なぜかわからないけど、ぼくは変な胸騒ぎを覚えた。もう二度とお姉さんと会えなくなるのではないかという予感が走った。そんなわけはない。また明日、同じ時刻にこのバス停に来ればまた会えるのだ。
でもやっぱり、ぼくは居ても立っても居られなくなって、お姉さんに声をかけた。
「あの……このバス、どこに行くんですか?」
「東の方かな」
ぼくの家の方角と同じだった。確かポケットに小銭がいくらか入っていたはずだ。運賃は払えると思う。一区間か、二区間くらいは乗れるかもしれない。ぼくはお姉さんとまだお喋りしていたかった。まだ別れたくなかった。

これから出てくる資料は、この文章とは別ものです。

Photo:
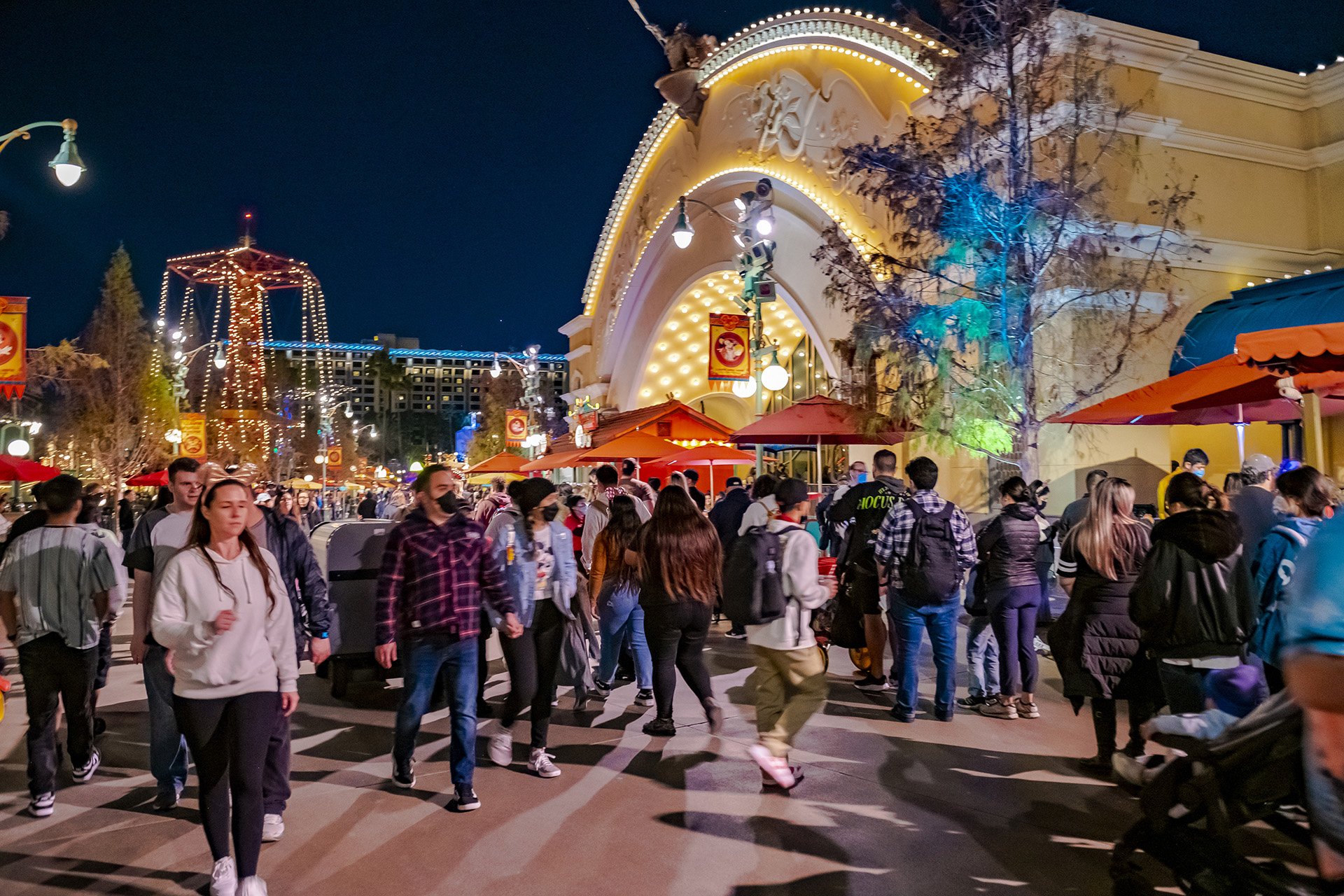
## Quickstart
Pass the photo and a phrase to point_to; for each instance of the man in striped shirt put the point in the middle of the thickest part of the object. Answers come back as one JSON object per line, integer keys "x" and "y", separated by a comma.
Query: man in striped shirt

ぼくはバスに乗ろうとした。でも、お姉さんはぼくを止めた。
「乗らなくてもいいよ。元々乗るつもりじゃなかったんだろう?」
「え、でも……」
「ゆっくり行きなよ。急がず焦らず、自分のペースで行きなさい。君がこのバスに乗るにはまだ早すぎるってことさ。これもお姉さんからのアドバイスだよ。まあ、代わりと言ってはなんだけど、これをあげる」
そう言って、お姉さんは鞄から赤い折りたたみ傘を取り出して、ぼくに渡した。
あれ?おかしいな。傘を持っていたなら、どうしてお姉さんはぼくみたいに濡れていたんだろう?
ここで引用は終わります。